Les politiques à adopter face aux données économiques de juillet
Les données de juillet reflètent une augmentation de l'incertitude quant à la stabilité de l'économie au troisième trimestre, mais des signes préliminaires de stabilisation apparaissent également à la marge. En éliminant l'impact défavorable des températures élevées et des fortes pluies, l'investissement industriel reste résilient grâce au soutien des exportations, et la consommation, après correction de l'effet pénalisant du secteur automobile, montre aussi un certain soutien, avec une performance particulièrement stable dans les services. Par ailleurs, le Conseil des Affaires d'État a récemment approuvé un projet de construction nucléaire de plus de 170 milliards de yuans, couplé à une accélération de la construction des “six réseaux”, ce qui montre que même si la politique budgétaire en faveur des investissements reste décalée dans le temps, un retournement positif est attendu vers la fin du trimestre.
L’industrie présente des caractéristiques de “demande extérieure comme soutien, différenciation structurelle”, et sa résilience fondamentale offre une période de transition pour la politique. Bien que la croissance de la valeur ajoutée industrielle ait ralenti en juillet en raison de facteurs saisonniers et météorologiques extrêmes, la valeur des livraisons à l'exportation des entreprises industrielles maintient une croissance à deux chiffres, et la vigueur de la demande extérieure laisse à la politique macroéconomique un certain espace d'observation à court terme. Structurellement, les industries technologiques affichent une performance remarquable, représentant environ la moitié de la contribution à la croissance industrielle de janvier à juillet. Ces dernières années, la croissance de la valeur ajoutée industrielle et celle de l’investissement dans les infrastructures ont souvent évolué de manière opposée, et la résilience actuelle de l’industrie ralentit objectivement l’urgence d’un stimulus fort pour soutenir les infrastructures à court terme.
La pression sur la dynamique d’investissement reflète un décalage objectif dans l’action budgétaire. En juillet, la croissance des investissements fixes a ralenti à -12,8 % (précédemment -10,0 %), et le niveau élevé des dépôts budgétaires indique que les fonds sont “retenus sans être déployés”, sans signe clair d'accélération pour le moment. Compte tenu du délai de transmission des politiques et des perturbations liées aux conditions météorologiques extrêmes en août, une stabilisation des investissements est attendue au plus tôt en septembre. La politique budgétaire visant à stabiliser les investissements est davantage axée sur la précision, la stimulation structurelle sera centrale, et des secteurs tels que la construction des “six réseaux” seront les points d’attention clés à venir.
L’impact de l’immobilier sur l’investissement continue de s’amplifier, et le centre des efforts pour stabiliser les attentes se déplace vers les zones principales. Face à des incertitudes croissantes concernant l’inversion de la tendance baissière, les villes de premier rang comme Pékin ont récemment assoupli marginalement les restrictions sur la demande. Cette initiative pourrait permettre une stabilisation des ventes dans les zones centrales spécifiques et la période clé d'observation pour tester l'efficacité de cette vague de politiques sera le “septembre doré, octobre d’argent” à venir.

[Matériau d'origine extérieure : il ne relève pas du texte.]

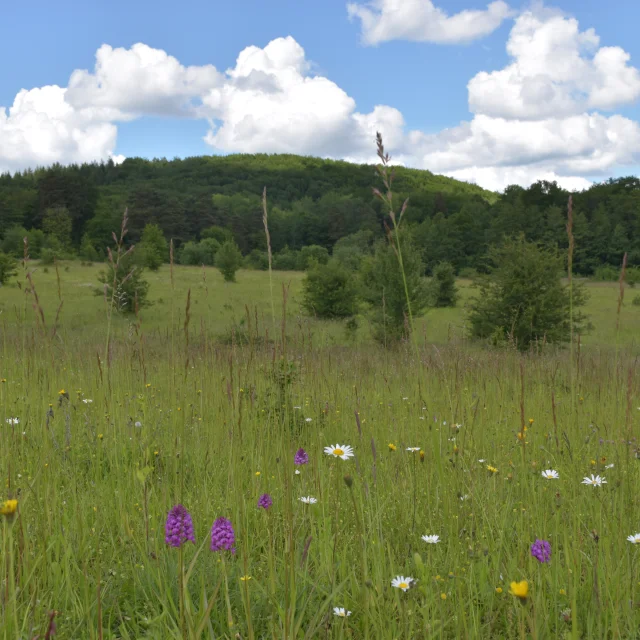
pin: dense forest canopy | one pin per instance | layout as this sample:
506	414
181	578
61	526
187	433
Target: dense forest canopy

La reprise de la consommation se caractérise par une stabilité des services et une faiblesse des biens, avec une réorientation politique évidente vers une restructuration institutionnelle à moyen et long terme. En juillet, la croissance des ventes au détail n’a été que de 0,6 %, l’effet “ancienne pour nouvelle” s’est atténué, et l’automobile (–17 % en glissement annuel) reste le principal frein, tandis que la consommation de services conserve sa résilience. De l’élaboration du “Plan décennal pour l’expansion de la consommation” à l’orientation du Politburo visant à “développer le potentiel de la consommation de services”, il apparaît que la politique se concentre sur les mécanismes à moyen et long terme, avec un impact limité à court terme sur la croissance.